Following his stint on EastEnders, Shaun Williamson had a regular role as a comically unemployable version of himself in the Ricky Gervais and Stephen Merchant comedy series Extras, in which his career has bogged down partially as a result of the incompetence of his agent Darren Lamb (played by Merchant). A frequent running gag is that even Lamb is unable to remember his client's real name, instead referring to him as "Barry off EastEnders.". The character of Barry Evans has also been spoofed in the cartoon sketch show 2DTV.

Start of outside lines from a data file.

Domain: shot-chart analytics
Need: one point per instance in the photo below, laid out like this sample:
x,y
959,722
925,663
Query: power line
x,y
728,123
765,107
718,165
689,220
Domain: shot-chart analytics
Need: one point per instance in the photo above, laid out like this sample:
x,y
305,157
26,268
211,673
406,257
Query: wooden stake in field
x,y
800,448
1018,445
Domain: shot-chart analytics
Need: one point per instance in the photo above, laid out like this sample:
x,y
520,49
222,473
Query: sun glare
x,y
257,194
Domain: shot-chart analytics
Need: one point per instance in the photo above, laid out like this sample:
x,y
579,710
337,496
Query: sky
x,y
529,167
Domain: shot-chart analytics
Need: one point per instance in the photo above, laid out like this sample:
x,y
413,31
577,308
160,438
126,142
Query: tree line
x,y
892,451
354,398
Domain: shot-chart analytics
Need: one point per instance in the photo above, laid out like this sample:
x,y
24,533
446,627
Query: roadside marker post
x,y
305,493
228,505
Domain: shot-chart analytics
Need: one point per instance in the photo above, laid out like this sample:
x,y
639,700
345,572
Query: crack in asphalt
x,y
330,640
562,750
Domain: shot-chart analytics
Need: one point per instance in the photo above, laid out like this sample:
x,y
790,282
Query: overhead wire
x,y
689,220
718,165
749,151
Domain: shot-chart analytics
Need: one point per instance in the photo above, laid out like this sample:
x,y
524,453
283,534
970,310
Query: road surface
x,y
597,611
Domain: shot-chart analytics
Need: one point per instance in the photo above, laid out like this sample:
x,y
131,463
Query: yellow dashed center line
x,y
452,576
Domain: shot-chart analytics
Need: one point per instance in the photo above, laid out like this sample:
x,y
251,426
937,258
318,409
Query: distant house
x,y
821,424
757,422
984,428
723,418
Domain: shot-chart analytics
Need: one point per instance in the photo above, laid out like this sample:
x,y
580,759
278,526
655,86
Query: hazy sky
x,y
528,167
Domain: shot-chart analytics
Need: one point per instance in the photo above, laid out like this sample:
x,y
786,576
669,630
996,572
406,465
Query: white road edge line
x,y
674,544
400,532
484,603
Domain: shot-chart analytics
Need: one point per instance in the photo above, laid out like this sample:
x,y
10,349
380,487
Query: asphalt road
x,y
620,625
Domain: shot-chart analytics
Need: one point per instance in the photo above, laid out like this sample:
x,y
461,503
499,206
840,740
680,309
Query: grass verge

On 20 January 2017, EastEnders actor Jake Wood and Channel 4 posted a satirical video showing "Barry" singing (Something Inside) So Strong at the inauguration of President Donald Trump on Twitter. The video actually shows Shaun Williamson performing at the 2014 World Indoor Bowls Championship in Great Yarmouth.

In March 2020, Jade Thirlwall, English singer and songwriter, and member of the British girl group Little Mix, appeared in a FaceTime interview on Capital FM's Breakfast Show, wearing a 'Barry' t-shirt.

British pro wrestler and Isle of Sheppey native Zack Sabre Jr. has used a submission move that he calls “Barry From EastEnders” as a finisher since his pro wrestling debut in 2004.